Finally, since Digital Aladore is focused on a reading text (not maximum image fidelity) we need to think about the EPUB. I do not want to unnecessarily bloat the ebook size. The ScanTailor output comes in at 80 MB, way too big for an ebook. Instead, the quality and resolution should be appropriate to a small black and white screen. EPUB2 and most ereaders do not support TIF images, so we will need to convert the images to a more acceptable format and size.
Okay, here we go! Are you excited?
But wait, “post-processing”? Yeah, I guess its all in your point of view: I am calling it pre- because its processing before I feed it to Tesseract-OCR; they call it post- because you do it after scanning to make the images more usable. In any case, ScanTailor is basically a batch image editing platform optimized to enable efficient processing of unedited page scans into lovely readable pages for PDFs/DJVU, etc. You input any type of image file, and you output black and white TIFF page images. Many of the GUI OCR applications have similar processing built in–even Tesseract via command line does some image pre-processing. ABBYY goes a step further and does the final PDF creation as well.

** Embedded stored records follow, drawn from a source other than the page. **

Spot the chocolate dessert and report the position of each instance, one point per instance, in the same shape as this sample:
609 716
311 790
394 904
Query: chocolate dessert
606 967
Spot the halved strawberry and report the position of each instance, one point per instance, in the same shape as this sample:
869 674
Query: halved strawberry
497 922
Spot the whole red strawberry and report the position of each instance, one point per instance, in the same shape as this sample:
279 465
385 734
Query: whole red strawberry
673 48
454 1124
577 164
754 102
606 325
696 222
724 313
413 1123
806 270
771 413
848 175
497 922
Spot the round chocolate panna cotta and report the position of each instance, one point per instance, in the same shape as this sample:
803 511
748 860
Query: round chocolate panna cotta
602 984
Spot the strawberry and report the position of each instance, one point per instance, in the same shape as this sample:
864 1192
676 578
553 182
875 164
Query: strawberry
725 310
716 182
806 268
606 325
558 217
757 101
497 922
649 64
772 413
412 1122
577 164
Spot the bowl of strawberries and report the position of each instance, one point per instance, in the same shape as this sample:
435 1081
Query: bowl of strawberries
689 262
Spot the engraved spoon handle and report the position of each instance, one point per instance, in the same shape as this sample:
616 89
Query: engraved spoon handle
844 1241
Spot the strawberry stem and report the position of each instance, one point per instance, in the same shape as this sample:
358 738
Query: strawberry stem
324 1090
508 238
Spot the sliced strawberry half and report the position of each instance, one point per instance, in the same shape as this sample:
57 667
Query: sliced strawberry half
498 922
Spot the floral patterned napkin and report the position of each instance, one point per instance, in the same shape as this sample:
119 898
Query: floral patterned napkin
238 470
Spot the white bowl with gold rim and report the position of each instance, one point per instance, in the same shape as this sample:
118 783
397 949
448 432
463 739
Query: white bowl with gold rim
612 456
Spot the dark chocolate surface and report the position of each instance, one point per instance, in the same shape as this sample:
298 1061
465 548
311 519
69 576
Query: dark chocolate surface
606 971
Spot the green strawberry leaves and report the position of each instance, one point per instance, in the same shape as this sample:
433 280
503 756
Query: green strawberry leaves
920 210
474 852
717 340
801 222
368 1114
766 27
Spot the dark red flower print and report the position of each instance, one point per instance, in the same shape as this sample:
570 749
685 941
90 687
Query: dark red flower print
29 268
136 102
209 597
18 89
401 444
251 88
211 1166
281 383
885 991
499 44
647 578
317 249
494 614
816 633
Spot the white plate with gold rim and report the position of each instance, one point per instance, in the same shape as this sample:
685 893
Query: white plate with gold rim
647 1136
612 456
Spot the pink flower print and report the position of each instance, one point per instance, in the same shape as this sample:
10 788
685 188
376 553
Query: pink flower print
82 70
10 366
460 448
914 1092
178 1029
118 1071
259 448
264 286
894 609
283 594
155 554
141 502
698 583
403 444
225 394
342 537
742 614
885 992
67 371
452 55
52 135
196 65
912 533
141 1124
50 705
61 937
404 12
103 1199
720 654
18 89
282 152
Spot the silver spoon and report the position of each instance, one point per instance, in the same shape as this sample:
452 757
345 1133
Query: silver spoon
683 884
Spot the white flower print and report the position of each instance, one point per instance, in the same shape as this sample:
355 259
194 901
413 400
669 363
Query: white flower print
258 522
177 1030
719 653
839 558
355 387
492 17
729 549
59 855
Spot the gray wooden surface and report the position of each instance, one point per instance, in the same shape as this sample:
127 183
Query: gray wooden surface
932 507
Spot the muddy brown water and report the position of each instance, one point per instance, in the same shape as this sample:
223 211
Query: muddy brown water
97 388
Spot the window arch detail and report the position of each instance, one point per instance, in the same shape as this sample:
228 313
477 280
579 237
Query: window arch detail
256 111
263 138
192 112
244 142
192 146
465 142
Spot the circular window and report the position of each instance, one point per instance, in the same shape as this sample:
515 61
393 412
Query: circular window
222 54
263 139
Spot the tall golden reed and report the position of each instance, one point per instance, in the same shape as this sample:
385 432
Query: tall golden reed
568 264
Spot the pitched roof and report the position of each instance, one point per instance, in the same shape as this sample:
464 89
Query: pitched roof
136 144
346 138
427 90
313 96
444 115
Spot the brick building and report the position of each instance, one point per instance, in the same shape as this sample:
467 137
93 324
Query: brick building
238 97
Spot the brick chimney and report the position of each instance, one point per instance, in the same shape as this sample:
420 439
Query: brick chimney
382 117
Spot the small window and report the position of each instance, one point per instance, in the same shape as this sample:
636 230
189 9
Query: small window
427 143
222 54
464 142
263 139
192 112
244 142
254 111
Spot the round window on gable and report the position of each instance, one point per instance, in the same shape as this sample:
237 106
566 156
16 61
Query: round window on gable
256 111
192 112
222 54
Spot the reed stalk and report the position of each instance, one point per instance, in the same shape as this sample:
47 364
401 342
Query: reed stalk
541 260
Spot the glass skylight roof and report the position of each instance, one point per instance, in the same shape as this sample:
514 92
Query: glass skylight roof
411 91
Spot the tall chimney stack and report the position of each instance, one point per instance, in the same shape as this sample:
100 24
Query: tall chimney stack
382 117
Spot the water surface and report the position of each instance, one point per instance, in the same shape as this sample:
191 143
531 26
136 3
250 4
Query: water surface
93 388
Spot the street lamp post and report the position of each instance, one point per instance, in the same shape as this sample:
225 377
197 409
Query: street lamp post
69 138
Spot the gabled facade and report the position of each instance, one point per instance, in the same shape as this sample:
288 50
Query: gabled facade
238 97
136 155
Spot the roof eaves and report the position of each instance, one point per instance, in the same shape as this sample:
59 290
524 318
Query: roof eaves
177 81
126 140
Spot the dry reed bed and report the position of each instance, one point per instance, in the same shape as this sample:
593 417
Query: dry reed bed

It is limited (niche?), but what ScanTailor does, it does well and efficiently. And its Free. It runs on Windows and Linux, I use it with Ubuntu 14.
A full user guide can be found here: https://github.com/scantailor/scantailor/wiki/User-Guide
And here’s a nice video tutorial to get you started: http://vimeo.com/12524529
So what am I trying to do with ScanTailor?

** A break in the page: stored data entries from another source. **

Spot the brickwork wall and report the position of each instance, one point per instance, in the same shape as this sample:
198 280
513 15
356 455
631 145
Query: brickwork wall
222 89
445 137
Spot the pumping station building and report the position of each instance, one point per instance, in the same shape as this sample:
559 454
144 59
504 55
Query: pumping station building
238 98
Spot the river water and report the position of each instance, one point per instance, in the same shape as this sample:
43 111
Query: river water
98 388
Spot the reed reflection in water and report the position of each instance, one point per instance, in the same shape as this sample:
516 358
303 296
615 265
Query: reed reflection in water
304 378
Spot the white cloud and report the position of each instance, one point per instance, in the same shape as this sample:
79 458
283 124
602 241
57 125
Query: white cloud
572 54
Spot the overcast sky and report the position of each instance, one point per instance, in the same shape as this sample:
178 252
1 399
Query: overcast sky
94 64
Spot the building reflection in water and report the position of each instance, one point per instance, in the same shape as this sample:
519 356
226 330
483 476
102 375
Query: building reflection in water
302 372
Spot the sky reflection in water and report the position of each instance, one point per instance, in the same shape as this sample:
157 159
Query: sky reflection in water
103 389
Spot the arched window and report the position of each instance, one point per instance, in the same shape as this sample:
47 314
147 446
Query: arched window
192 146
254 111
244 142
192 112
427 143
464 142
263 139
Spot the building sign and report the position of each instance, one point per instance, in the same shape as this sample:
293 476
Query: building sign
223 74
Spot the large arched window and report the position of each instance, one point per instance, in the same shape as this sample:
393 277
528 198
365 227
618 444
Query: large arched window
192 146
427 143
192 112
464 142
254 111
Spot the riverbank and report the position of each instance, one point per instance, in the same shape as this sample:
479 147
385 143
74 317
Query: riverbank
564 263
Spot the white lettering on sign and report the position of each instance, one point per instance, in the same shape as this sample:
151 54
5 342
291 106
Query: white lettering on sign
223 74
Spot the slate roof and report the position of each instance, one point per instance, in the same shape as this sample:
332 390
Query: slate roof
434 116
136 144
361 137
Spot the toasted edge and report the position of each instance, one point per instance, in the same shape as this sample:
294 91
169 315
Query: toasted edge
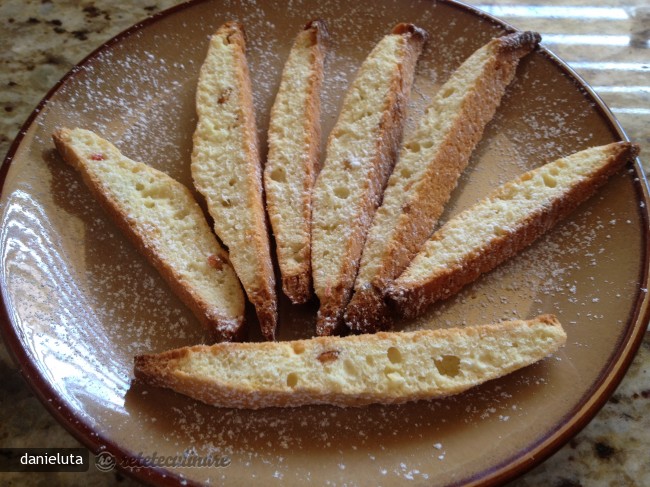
326 356
295 264
422 201
220 326
261 288
411 297
334 290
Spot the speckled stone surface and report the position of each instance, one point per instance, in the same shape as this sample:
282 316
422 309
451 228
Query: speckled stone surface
41 40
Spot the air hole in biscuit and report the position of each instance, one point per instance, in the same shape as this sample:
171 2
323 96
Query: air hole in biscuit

As I described in an earlier post, every Aladore page image has a header and footer that will be annoying, ugly, and generally undesirable in our final EPUB edition. Furthermore, the header and footer tend to cause OCR errors, so they are hard to eliminate from the text output. None of the GUI OCR options managed to consistently select only the text block (ABBYY can identify headers, but it wasn’t 100% and didn’t separate the page numbers). The exact location of the text block wanders around from page to page, so we can not pre-set a selection area for groups of images. We could manually select the text block of each page via the interface of YAGF or OCRFeeder, but I found both too cumbersome to efficiently work through hundreds of pages. So as an alternative, I decided to crop each page down to the main text block before carrying out OCR.

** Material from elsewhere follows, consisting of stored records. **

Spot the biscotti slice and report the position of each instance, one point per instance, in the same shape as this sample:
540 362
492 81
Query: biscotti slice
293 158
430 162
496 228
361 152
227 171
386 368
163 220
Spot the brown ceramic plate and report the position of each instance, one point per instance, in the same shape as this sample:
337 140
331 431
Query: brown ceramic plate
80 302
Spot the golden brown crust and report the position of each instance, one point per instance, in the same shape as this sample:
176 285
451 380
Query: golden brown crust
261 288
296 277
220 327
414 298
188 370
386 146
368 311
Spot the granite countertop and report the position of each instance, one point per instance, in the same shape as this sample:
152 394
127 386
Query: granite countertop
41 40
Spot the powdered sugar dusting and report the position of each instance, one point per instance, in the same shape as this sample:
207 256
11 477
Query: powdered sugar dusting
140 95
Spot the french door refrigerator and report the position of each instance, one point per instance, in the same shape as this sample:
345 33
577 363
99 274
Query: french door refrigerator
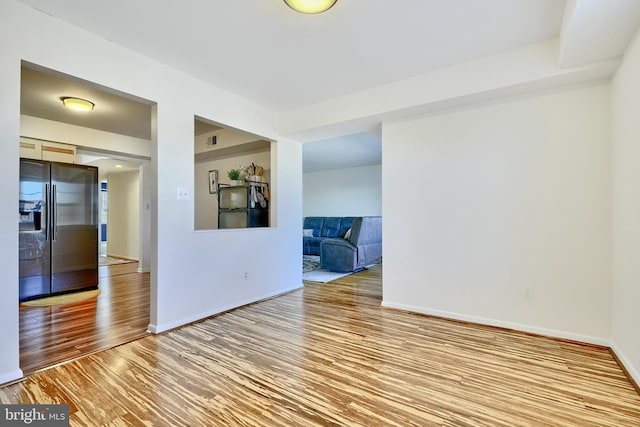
58 228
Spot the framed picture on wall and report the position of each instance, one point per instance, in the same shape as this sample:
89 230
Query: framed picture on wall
213 181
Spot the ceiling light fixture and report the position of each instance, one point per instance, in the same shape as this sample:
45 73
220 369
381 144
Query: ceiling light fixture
310 6
77 104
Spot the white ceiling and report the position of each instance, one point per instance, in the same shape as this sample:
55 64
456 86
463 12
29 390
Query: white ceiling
264 51
285 61
41 90
360 149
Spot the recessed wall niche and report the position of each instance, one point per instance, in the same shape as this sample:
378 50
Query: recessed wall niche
220 201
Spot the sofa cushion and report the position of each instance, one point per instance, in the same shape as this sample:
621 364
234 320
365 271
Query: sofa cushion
315 223
331 227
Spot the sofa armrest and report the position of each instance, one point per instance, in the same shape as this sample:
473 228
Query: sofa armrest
338 255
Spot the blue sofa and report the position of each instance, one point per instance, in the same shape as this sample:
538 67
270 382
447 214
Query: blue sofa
348 244
321 228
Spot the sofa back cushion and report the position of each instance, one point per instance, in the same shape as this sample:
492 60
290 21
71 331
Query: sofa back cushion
328 226
331 227
314 223
366 230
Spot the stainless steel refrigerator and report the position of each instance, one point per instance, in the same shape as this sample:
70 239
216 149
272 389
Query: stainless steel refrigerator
58 227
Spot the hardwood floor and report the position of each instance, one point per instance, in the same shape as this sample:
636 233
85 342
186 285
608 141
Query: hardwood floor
50 335
330 355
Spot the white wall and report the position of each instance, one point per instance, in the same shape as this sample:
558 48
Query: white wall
343 192
202 285
123 215
512 196
626 211
206 212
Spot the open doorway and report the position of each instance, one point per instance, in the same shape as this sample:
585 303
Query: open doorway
117 132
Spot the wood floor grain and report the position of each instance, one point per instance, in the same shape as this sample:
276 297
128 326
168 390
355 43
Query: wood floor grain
50 335
330 355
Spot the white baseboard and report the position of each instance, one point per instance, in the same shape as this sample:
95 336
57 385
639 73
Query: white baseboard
156 329
502 324
11 376
633 372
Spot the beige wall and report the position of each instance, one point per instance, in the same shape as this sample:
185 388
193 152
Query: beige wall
123 190
206 204
626 211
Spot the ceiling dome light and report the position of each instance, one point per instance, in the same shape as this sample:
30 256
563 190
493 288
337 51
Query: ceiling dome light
310 6
77 104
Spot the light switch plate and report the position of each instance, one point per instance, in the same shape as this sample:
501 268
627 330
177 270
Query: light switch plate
183 193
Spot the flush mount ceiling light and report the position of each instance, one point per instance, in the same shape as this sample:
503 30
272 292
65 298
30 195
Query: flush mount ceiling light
310 6
77 104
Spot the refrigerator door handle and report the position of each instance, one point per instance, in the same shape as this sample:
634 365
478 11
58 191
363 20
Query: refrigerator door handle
54 212
47 213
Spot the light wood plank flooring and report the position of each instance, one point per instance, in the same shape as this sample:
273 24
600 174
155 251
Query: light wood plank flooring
330 355
50 335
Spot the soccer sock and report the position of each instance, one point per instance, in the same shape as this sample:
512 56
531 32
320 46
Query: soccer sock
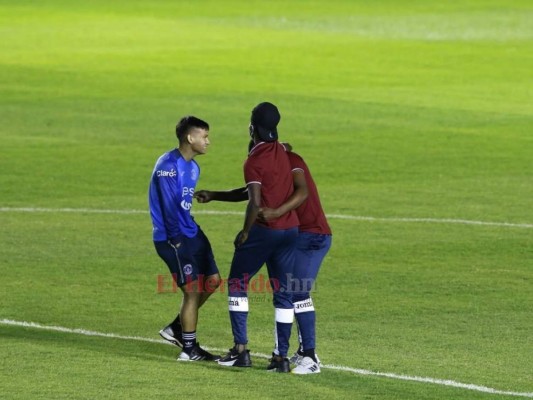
176 324
310 353
189 341
306 318
284 319
238 313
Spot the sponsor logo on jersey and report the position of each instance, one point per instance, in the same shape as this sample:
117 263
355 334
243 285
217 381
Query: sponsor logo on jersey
186 205
170 174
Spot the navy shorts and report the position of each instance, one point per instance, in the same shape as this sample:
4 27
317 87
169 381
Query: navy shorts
190 260
311 248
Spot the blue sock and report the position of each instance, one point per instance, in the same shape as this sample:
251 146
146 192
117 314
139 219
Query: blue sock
238 314
306 318
189 340
284 319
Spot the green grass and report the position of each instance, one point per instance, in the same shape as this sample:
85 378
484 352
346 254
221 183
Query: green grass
402 110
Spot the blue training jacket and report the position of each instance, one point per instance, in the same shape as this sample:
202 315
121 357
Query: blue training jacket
170 196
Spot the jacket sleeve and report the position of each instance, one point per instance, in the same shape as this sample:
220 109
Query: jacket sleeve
170 197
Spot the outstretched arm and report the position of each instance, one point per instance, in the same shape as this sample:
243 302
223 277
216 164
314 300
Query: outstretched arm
252 210
205 196
294 201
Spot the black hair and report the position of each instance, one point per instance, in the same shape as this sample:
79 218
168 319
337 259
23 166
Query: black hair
187 123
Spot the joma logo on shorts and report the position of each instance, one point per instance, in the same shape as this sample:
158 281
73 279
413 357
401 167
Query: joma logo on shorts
305 304
170 174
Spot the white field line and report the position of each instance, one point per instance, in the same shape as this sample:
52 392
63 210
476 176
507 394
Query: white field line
442 382
331 216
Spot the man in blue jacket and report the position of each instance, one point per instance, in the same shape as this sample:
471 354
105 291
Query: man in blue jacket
178 240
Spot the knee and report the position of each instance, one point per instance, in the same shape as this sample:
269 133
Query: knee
212 283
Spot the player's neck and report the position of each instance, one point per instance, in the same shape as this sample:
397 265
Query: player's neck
186 152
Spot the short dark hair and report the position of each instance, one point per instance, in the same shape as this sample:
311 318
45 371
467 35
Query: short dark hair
187 123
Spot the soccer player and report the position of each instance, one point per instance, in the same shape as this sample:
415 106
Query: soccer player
313 243
178 240
268 178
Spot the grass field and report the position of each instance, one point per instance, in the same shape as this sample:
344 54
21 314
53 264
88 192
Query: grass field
416 119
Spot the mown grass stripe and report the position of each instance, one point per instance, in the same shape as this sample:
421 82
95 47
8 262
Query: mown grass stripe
331 216
442 382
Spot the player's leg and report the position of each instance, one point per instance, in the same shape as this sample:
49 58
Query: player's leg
185 269
207 283
167 252
311 250
247 260
281 270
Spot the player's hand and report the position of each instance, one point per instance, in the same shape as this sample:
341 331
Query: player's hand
266 214
203 196
240 239
287 146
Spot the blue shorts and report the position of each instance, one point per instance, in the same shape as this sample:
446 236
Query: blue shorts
274 247
311 248
192 259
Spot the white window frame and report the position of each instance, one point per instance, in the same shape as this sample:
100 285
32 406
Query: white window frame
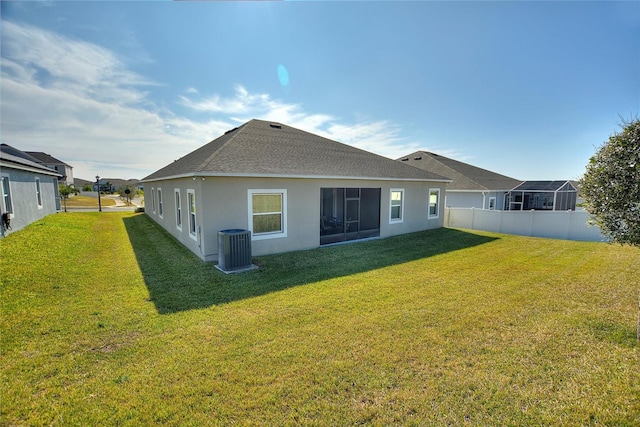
193 214
160 207
38 193
435 191
178 201
391 205
7 200
272 234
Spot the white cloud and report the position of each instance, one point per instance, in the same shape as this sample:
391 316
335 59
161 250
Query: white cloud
80 103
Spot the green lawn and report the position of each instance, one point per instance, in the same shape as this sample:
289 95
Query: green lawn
107 320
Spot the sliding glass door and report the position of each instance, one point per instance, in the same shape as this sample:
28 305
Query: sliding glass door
349 214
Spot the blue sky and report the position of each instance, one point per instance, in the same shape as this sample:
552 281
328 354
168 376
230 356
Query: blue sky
120 89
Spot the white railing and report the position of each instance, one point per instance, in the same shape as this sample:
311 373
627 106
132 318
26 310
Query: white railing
567 225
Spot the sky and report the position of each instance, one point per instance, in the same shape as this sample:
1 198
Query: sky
121 89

ScanTailor can do this cropping efficiently and has the added bonus of excellent image processing to prepare the pages for OCR.
Here is my workflow:
1) Set up batches of images. I decided to work on about 60 pages at a time to make things more manageable: a large enough batch to be efficient, but not too large that it took a huge amount of time to work on. I divided Aladore into six sections (each in a directory), being careful to not break up any chapters.
2) Start a new ScanTailor project. i.e. Start the application and load one of the Aladore directories.
3) Fix DPI. Basically, you could estimate the DPI based on the pixel dimensions of the digital image divided by the physical dimensions of the area it was imaging (i.e. ~original printed page size). In his video tutorial, Joseph Artsimovich also gives a method to estimate based on measuring the pixel height of six lines of text in the image. I estimated my Aladore images to be between 300-400 DPI, but its not essential to get it exactly right. I decided to just use 300×300.
4) Select Content. Since the Aladore images are already processed, we can skip the Fix Orientation, Split Pages, and Deskew steps. For good results, the selection can not be fully automated. First, I do two manual selections to get the batch started: one for all the left and one for all right hand pages of the book, since the location of the text block tends to be closer. I go to an average page and resize the selection box to be below the header, above the page number, and almost the full page width horizontally. Then I click “Apply to” and choose “every other page.” Then, repeat for the next page to set the selection for the other half of the book.
This will give us a pretty good selection–but now I go through the tedious step of checking every single page. Since blotches and marks on the paper often cause random OCR errors, it is best to get the selection box close to the text. ScanTailor will white out everything outside the box, thus eliminating the many flaws. Basically, I tweak the first and last page of each chapter, since the text block is smaller. About 1 in 6 pages in Aladore needed just a little tweak up or down as I check the pages. This doesn’t take as long as it sounds, less time than it took to write this post…
5) Margins. This step is mainly cosmetic to ensure consistent output. The area added by the Margins will be blank white. First, we can add “hard margins” around each selection, like you would with a Word document, to ensure that the text is not all the way at the edge of the page. Second, using “soft margins” we can decide if we want all the pages to be the same size and where the text selection is positioned in the resulting page. By default ScanTailor will add white space to make all pages the size of the largest in the batch. Having a consistent page size is actually helpful for our purposes, because the OCR will detect the blank space at the beginning and end of chapters. The defaults are fine for my purposes!
6) Output!! This stage allows you to set the parameters for image processing. You can set the DPI, Mode (B&W, color), adjust the filtering, add Dewarping, and adjust the noise reduction (Despeckling). The defaults worked well for Aladore, at 600 DPI (2x the input DPI).
Click the play button and ScanTailor starts the actual image processing, saving the output to a new directory. The computer works for a minute, and then we have a batch of black and white TIFFs ready for OCR!